1999 Lectureship Recipient

Thomas F. Edgar

Department of Chemical Engineering

University of Texas at Austin

April 29, 1999

Abstract

"Information Technology and Chemical Engineering Education: Evolution or Revolution?"

Full Edgar Lectureship.pdf

Society is undergoing a transformation from the Industrial Age to the Information Age, which is having a profound impact on both industry and academia. Universities have moved to networked environments, which permit faculty, staff, and students to have access to the World Wide Web anytime anywhere. Educators are using information technology (IT) to enhance the quality of education, with an increased focus on the learning process; interaction with students is limited only by bandwidth. Chemical engineering research will be impacted by IT in a number of ways, e.g., increased use of advanced computing to replace experimentation, access to digital libraries and use of intelligent agents for literature searching, and the formation of networks of faculty, who will share ideas and data over the internet on a daily or hourly basis (a virtual collaboration). Faculty will share courses over the internet, write electronic books, and perhaps even form a virtual chemical engineering department using courses from multiple departments. Seers predicts that IT will have a comparable impact to that of the printing press in the 15th century. Whether this change will be evolutionary or revolutionary may become moot, since it will affect all institutions, not just higher education.

Abstract

"Process Engineering in the 21st Century: The Impact of Information Technology"

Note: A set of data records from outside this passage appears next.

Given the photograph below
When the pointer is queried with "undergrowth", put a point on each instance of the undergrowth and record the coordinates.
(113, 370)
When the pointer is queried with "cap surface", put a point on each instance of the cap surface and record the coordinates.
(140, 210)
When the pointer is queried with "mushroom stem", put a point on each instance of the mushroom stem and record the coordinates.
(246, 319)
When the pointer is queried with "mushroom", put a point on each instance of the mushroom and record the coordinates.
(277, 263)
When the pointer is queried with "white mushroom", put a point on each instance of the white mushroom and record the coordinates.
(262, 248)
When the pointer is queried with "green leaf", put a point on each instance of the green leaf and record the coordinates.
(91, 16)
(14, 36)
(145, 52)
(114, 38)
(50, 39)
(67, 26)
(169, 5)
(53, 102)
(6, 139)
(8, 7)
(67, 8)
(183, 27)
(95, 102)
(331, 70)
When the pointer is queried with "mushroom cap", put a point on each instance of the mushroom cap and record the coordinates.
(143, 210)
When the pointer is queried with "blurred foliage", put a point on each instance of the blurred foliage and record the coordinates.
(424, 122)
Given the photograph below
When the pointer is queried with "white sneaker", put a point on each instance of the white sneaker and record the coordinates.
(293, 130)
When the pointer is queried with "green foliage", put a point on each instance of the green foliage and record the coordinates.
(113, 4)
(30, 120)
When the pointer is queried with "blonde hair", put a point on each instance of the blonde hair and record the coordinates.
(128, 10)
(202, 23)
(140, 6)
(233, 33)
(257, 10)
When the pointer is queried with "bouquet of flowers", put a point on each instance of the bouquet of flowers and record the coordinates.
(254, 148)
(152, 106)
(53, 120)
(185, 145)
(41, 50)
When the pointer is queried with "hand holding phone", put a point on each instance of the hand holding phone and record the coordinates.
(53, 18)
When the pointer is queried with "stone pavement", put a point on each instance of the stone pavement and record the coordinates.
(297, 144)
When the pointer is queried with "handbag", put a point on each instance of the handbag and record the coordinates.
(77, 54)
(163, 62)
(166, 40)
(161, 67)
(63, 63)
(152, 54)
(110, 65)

Much of the progress of process engineering over the past 20 years can be attributed to the continuing advances in digital computing and more generally information technology. The reduction in hardware cost and emergence of standard software packages and architecture have greatly increased the productivity of the process engineer. Fundamental mathematical models are becoming available due to an improved understanding of microscopic and molecular behavior, which could ultimately lead to ab initio process design. This will enable design of a process to yield a product with a given set of target properties, predictable environmental impact, and minimum costs. This lecture also discusses how information technology will change the way chemical plants are designed and operated. The merging of detailed models for design, operations, and control will ultimately provide a unified view of process engineering. The implications of this new process engineering paradigm for chemical engineering education will also be highlighted.